Solution Summary

Abstract

This paper presents the Omni-ARC approach to the 2024 Abstraction and Reasoning Challenge (ARC), focusing on data efficiency and the abstraction aspect of the challenge. The core of this solution lies in training a transformer to perform multiple tasks related to ARC problems, going beyond the challenge's primary objective of predicting outputs from input-output examples. This multi-task learning approach aims to develop a robust representation of the ARC problem space.

Omni-ARC leverages publicly available LLMs, fine-tuning them on various ARC-related tasks, including output prediction and input distribution learning, using augmented data from multiple ARC datasets. The solution incorporates test-time fine-tuning to enhance accuracy on the private test set, achieving a score of 40 on the public leaderboard, securing 3rd place in the challenge.

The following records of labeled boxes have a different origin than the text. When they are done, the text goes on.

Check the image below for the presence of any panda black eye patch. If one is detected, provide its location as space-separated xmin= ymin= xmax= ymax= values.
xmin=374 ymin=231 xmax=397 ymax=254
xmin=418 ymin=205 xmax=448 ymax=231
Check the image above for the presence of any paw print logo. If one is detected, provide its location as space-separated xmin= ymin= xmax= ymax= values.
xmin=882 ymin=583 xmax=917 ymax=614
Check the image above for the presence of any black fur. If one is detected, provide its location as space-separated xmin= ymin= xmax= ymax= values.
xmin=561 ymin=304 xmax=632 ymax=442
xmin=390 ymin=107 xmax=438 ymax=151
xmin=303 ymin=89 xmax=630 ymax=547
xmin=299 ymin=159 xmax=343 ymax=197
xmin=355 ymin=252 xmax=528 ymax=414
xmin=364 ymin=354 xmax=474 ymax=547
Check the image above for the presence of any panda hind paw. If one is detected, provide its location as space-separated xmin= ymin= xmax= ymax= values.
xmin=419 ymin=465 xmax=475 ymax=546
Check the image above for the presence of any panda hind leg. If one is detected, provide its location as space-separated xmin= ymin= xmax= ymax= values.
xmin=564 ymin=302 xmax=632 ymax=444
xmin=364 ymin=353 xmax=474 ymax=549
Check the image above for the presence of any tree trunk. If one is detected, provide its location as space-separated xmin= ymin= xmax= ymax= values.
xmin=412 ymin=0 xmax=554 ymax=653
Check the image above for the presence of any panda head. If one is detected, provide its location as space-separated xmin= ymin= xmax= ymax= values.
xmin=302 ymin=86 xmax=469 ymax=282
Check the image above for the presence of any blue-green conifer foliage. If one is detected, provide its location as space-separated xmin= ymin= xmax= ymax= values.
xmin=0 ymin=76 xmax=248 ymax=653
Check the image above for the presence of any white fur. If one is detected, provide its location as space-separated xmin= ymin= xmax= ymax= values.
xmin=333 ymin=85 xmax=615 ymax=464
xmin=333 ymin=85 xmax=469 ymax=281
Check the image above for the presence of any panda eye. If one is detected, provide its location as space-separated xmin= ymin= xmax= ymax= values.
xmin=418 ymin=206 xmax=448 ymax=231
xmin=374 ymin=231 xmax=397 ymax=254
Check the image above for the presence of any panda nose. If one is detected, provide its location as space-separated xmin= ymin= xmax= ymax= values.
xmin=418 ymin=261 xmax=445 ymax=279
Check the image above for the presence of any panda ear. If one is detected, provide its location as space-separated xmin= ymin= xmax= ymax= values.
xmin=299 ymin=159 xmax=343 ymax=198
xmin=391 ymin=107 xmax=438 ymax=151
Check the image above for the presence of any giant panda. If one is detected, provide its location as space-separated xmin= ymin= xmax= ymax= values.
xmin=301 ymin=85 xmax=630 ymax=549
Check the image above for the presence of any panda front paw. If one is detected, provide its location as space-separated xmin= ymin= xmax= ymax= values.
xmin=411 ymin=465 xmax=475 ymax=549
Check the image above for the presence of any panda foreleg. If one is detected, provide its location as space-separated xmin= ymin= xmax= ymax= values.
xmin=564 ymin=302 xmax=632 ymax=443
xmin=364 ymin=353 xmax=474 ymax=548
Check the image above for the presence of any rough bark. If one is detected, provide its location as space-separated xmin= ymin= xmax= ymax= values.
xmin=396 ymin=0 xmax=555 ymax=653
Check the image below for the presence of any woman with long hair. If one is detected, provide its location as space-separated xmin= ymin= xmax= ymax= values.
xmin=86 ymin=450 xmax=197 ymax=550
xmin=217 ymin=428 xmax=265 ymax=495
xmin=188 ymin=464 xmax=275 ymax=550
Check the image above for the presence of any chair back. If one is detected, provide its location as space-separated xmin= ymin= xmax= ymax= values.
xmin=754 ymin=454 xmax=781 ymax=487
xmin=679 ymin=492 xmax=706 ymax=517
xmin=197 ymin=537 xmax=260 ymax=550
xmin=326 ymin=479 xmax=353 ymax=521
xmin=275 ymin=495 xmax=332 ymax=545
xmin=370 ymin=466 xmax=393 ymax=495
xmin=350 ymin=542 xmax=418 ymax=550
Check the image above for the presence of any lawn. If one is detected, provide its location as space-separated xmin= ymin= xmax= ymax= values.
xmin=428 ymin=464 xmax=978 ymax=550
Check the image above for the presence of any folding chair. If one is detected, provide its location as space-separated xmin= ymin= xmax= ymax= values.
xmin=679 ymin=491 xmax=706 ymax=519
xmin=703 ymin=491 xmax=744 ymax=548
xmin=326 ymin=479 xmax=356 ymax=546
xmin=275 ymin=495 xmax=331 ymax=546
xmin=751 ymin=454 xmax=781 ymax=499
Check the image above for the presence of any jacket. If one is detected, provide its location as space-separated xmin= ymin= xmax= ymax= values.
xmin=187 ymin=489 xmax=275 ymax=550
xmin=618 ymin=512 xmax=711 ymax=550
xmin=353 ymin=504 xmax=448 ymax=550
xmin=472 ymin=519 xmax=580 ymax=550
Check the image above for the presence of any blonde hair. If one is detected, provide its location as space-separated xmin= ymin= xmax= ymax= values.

Further analysis demonstrates the potential of training models to verify output correctness and select the most probable solution from multiple options, paving the way for future research in integrating reasoning capabilities into the Omni-ARC framework.

Intro

Abstraction and Reasoning Challenge

There are two different definitions of artificial intelligence. The first says that artificial intelligence is the science of creating machines that can do the tasks that humans can do. According to this definition we would be very close to artificial general intelligence (AGI) because systems like ChatGPT can do many tasks that only humans were able to do before such as solving math problems, answering all kind of questions, improving the style of some text... Many AI researchers believe that scale is all we need, and simply scaling the models and the data will lead to AGI.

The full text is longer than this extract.